Novelist and travel writer, Mary Morris, reflects on landscapes and literature and the role that each has played in her life. For more on Mary Morris go to her website marymorris.net
Monday, May 10, 2010
South Dakota, 1986 - A Mother's Day Remembrance
I've posted this image before but it took on a special importance for me this week. On Saturday I went to the framers and picked it up. The guy at the store asked me how I'd photoshopped it. I told him that this was the way it came out. I told him that photoshop didn't exist when I took this picture. I think he had a hard time believing me.
Though I took the picture almost a quarter of a century ago, I never got it framed until recently. That is because this picture has always belonged to Kate. I was seven months pregnant when I took it. I was at my friend, Dan O'Brien's ranch. It was late October. A golden afternoon with a big threatening sky. This would be my last solo journey before my daughter was born. And I would be a single parent for almost two years.
So this was a moment of solitude and beauty. There was something about the way Blackie looked at me. The way he too was alone in that field. Alone in a very big way in the world. I felt that aloneness too. I took the picture, went back to New York, and had my daughter.
I gave her this print a long time ago, but for one reason or another didn't get around to framing it until last month. Now she lives in a small apartment in our house. On Mother's Day I gave this to her. I thought of all the places where I'd been. And where I'd come. Where we both were.

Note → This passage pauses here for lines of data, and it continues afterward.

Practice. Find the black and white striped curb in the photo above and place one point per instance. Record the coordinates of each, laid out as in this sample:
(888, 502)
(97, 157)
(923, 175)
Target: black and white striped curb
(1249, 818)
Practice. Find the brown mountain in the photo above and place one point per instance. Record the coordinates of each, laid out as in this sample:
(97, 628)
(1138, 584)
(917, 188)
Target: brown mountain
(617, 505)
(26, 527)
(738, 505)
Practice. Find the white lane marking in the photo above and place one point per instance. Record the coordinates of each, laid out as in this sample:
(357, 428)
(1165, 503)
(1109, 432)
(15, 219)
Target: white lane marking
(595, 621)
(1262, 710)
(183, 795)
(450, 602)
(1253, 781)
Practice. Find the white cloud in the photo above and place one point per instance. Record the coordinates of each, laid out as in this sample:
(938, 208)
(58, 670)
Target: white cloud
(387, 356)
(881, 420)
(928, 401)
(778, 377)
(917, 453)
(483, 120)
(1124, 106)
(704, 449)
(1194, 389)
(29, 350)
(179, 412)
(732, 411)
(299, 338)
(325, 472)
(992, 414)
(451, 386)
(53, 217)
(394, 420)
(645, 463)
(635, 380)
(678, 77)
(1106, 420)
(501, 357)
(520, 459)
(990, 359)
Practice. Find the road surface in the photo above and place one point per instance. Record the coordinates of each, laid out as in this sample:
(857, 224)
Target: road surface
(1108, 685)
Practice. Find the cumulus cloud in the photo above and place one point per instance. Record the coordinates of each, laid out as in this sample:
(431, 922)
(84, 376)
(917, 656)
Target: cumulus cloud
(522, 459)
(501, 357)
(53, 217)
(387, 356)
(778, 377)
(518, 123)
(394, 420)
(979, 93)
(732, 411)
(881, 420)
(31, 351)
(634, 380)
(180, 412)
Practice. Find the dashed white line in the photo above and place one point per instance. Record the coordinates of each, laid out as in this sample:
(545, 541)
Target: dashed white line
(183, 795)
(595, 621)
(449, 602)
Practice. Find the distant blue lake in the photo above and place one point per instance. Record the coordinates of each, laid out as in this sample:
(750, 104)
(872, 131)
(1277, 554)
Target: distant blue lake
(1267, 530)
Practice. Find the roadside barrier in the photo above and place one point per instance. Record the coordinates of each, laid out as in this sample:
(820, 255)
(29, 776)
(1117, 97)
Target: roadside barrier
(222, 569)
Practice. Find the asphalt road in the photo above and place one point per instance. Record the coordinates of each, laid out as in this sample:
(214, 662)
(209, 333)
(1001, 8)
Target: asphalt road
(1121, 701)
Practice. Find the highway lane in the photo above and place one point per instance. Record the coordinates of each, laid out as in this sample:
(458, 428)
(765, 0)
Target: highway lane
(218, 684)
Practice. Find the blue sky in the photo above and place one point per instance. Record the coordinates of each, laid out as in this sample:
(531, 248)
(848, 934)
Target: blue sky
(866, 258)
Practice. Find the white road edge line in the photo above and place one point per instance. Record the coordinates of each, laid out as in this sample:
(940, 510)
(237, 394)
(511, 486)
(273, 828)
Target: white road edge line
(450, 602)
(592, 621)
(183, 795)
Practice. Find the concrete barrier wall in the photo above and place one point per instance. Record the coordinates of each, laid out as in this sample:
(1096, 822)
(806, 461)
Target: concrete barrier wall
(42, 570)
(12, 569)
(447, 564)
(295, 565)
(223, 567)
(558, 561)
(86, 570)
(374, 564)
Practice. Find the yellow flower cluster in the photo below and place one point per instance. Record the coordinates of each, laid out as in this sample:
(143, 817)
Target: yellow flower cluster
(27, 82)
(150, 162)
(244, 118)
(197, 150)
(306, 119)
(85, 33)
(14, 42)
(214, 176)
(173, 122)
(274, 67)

My life - the life of any mother - is completely different before we have a child. And completely different afterwards. It is definitely not for everyone. I recall a friend warning me not to have a child. "It will change everything," she said. "Your life will never be your own again."
This is true and I know it. And this picture - this big sky and golden sun, the black horse alone in the field - reminds me of what life was before and what it is now. Yesterday for example instead of spending the day on the prairie in South Dakota, I spent it at Ikea.

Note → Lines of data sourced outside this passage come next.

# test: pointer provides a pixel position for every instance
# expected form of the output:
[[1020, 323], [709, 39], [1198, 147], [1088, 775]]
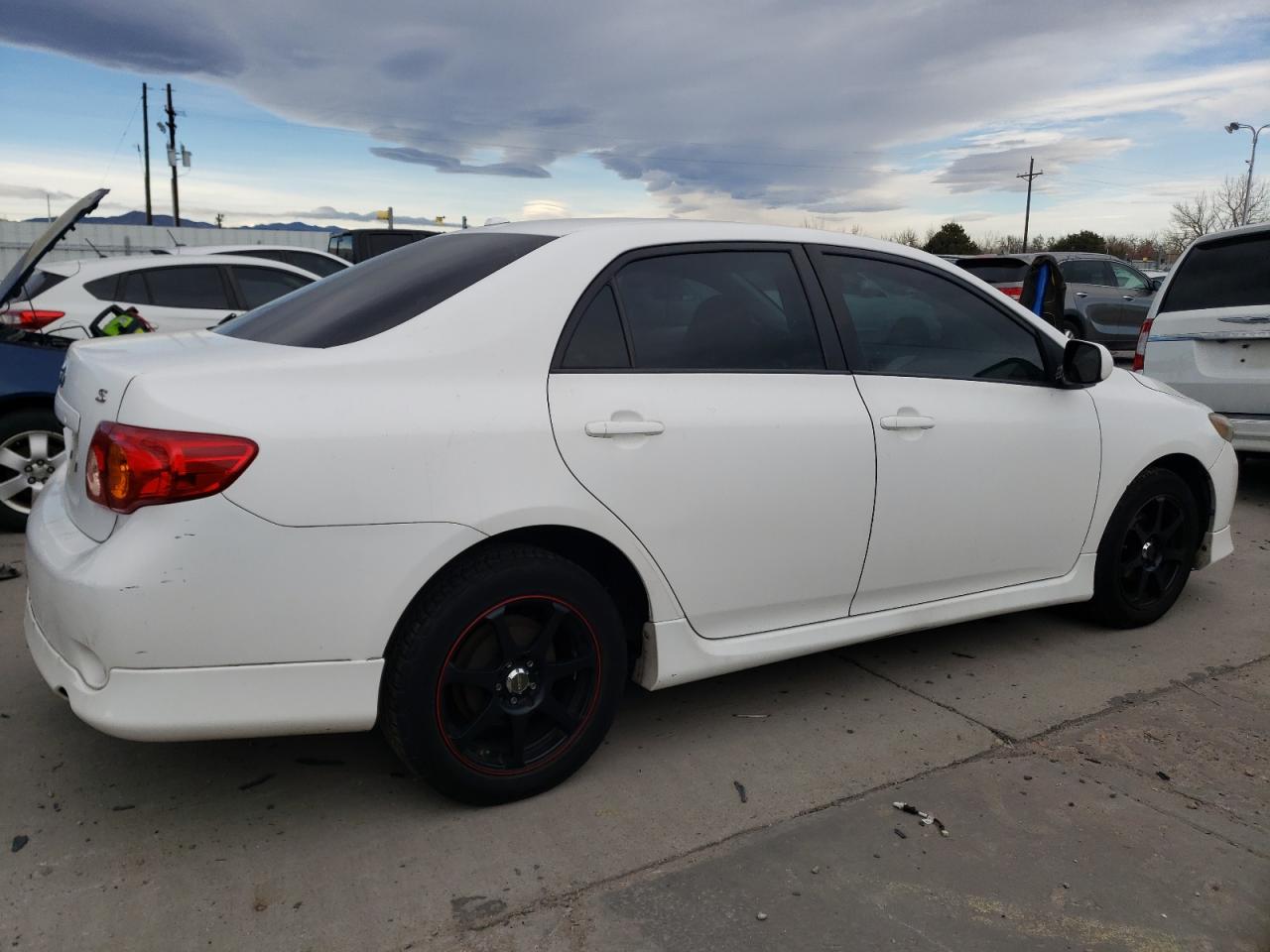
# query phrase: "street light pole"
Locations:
[[1247, 185]]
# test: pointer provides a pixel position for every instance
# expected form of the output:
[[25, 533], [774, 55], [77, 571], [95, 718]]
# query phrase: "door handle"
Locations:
[[907, 422], [624, 428]]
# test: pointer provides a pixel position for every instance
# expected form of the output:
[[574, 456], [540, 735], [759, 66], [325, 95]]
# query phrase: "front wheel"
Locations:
[[1147, 551], [504, 675]]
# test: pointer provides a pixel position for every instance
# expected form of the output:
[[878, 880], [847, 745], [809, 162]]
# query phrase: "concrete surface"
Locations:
[[318, 843]]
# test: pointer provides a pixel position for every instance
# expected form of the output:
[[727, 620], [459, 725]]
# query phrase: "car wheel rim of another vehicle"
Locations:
[[27, 460], [1153, 551], [518, 685]]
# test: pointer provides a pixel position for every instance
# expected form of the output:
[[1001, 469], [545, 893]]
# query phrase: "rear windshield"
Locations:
[[1232, 272], [382, 293], [998, 272]]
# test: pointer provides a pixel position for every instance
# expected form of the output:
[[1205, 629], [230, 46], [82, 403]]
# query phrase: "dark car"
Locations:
[[359, 244], [1106, 298]]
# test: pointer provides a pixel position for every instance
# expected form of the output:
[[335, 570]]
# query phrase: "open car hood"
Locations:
[[54, 234]]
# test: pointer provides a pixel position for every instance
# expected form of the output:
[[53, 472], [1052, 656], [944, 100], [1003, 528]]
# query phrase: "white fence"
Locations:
[[16, 238]]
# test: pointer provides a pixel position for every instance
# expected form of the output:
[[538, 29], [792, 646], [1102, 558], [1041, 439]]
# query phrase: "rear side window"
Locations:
[[259, 286], [318, 264], [1086, 272], [382, 293], [719, 311], [194, 286], [1230, 272], [597, 341]]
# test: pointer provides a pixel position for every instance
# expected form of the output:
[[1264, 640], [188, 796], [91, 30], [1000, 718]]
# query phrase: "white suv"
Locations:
[[1207, 333]]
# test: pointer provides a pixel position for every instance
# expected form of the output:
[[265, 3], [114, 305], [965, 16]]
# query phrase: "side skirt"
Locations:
[[674, 654]]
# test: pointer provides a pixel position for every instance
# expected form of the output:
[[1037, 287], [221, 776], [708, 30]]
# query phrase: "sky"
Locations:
[[838, 113]]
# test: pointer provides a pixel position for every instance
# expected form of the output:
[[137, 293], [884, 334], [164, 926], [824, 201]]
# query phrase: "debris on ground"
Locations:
[[928, 819], [257, 782]]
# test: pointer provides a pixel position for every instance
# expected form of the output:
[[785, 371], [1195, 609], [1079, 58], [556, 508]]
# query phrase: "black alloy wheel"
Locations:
[[518, 684], [504, 674], [1147, 549]]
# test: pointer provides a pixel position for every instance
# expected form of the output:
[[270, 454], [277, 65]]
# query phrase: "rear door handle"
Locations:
[[624, 428], [907, 422]]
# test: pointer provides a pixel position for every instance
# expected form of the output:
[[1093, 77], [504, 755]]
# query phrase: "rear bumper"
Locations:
[[202, 703], [1251, 433]]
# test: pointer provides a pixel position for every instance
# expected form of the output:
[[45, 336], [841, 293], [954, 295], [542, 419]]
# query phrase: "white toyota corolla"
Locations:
[[470, 488]]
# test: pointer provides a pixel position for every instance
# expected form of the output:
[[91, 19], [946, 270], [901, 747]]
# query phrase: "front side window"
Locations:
[[195, 286], [259, 286], [911, 322], [1230, 272], [1128, 278], [1086, 271], [717, 311]]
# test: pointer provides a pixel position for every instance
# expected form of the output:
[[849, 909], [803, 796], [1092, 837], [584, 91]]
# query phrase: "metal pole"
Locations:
[[145, 136], [172, 160]]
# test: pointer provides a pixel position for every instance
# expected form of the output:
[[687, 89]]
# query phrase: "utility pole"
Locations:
[[145, 136], [1030, 176], [172, 159]]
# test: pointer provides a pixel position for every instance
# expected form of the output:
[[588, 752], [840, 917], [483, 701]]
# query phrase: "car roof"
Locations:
[[100, 267]]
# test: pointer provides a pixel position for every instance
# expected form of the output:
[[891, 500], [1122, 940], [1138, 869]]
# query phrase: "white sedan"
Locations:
[[598, 451], [186, 293]]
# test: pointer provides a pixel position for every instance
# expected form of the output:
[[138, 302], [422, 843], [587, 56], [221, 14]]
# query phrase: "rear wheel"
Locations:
[[1147, 549], [504, 675], [31, 451]]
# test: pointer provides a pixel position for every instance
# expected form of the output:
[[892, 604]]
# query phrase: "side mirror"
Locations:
[[1084, 363]]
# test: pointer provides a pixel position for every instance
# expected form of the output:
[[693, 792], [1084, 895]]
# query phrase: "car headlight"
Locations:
[[1223, 426]]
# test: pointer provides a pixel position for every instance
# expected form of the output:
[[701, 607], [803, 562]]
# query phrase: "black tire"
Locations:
[[522, 649], [13, 426], [1147, 551]]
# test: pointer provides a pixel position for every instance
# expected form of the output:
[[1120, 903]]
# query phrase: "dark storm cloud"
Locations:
[[144, 36], [792, 104]]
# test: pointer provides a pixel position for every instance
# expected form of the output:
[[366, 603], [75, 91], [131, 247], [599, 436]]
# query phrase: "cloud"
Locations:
[[451, 166], [1000, 169], [811, 105], [8, 190]]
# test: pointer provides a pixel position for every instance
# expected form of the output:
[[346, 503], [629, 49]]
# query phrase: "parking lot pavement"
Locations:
[[320, 843]]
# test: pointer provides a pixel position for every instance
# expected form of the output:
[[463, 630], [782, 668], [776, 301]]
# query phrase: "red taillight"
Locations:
[[1139, 353], [32, 320], [134, 466]]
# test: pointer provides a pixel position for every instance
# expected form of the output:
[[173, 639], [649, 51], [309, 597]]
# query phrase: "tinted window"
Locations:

These are just two different places at two different times. And I wouldn't trade either for the world.
thanks for putting into words all the right feelings---i love the picture but i love your words even more---you said everything i felt when i adopted my daughter and now when i am with her----thank you so much again---no wonder you are doing what you do mary ---you are great at it. birdie
ReplyDeleteMary, This Mother's day for the first time I found myself alone. Hubby away, and my three daughters all in their lives, so I wrote a poem to my mother, gone 26 years, and thought a lot of mothers and daughters. My life would've never held the glory that it is without the love of my mother and my daughters. Thanks for the lovely essay/blog. Love, Miriam
ReplyDeleteIt really means a lot to me to hear this from you. It's not so easy being a writer, wondering if the words make a difference. I am so touched to hear that they do. So touched to hear, well, that they have touched you...It makes me keep going. It really does.